İslam sonsuz bir merhamet okyanusu
1980’lerde İslam’ı benimseyen Morton, “İslam o kadar derin bir okyanus ki, içinde yüzmeye başladığınız anda yüzmeye devam ediyorsunuz, yüzüyorsunuz, yüzüyorsunuz ve asla kıyının diğer ucuna ulaşamayacaksınız. Çünkü o kadar büyük bir okyanus ki. Şeyh Nazım Hakani’nin söylediği gibi, sonsuz bir Merhamet Okyanusu” diyor.
Âlemlere rahmet olarak gönderilen Hz. Muhammed’in (s.a.s.) doğumunun yıl dönümünü ve herkesi tevhid bayrağı altında toplayan sevgisini idrak etmek gayesiyle her yıl verilmekte olan “DOST” İslâm’a Hizmet Ödülleri” 30 Eylül Cumartesi günü Youtube’da gerçekleştirilecek olan törenle sahiplerini bulacak. Türk Kadınları Kültür Derneği ve Kerim Vakfı tarafından “Teslimiyet” başlığı ile düzenlenecek gecede takdim edilecek 20. “DOST” İslâm’a Hizmet Ödülleri, Türkiye’den Yaman Dede’ye ve yurt dışından gazeteci Shafiq Morton’a verilecek. Yeni Şafak Pazar olarak ödül töreninden önce Türkiye’ye gelen gazeteci Shafiq Morton ve Kerim Vakfı’nın kurucusu Cemâlnur Salgut ile bir araya geldik.

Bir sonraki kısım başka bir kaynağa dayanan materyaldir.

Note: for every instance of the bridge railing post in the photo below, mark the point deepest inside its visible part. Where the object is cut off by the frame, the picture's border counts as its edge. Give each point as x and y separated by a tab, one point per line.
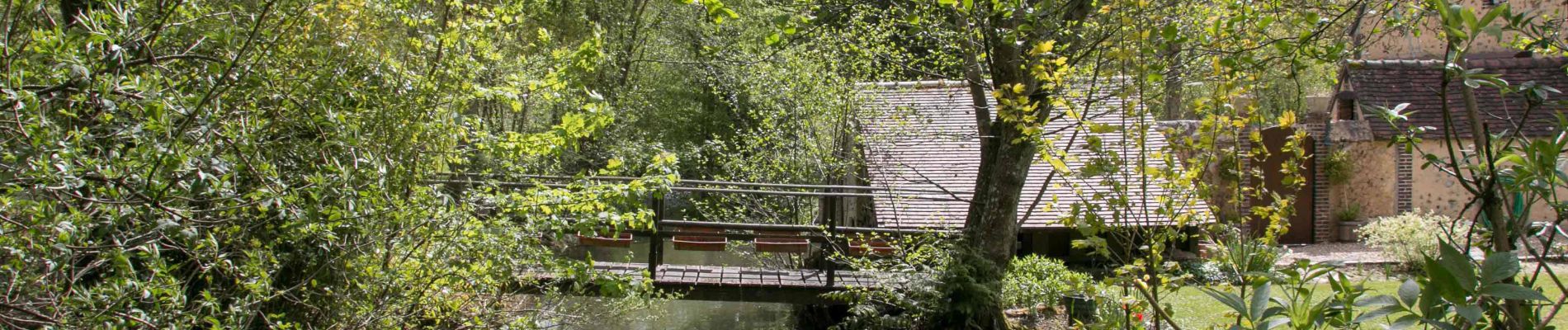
656	241
829	210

Ülkenizde büyük siyasi çalkantıların yaşandığı 1960'lı yıllarda büyüdünüz ve ülkenin tarihindeki en karmaşık dönemlerden bazılarına tanıklık ettiniz. 1970'lerden itibaren kendinizi apartheid (ayrımcı) rejimine karşı mücadelenin içinde buldunuz ve bir gazeteci olarak Güney Afrika’nın özgürlüğü için savaştınız...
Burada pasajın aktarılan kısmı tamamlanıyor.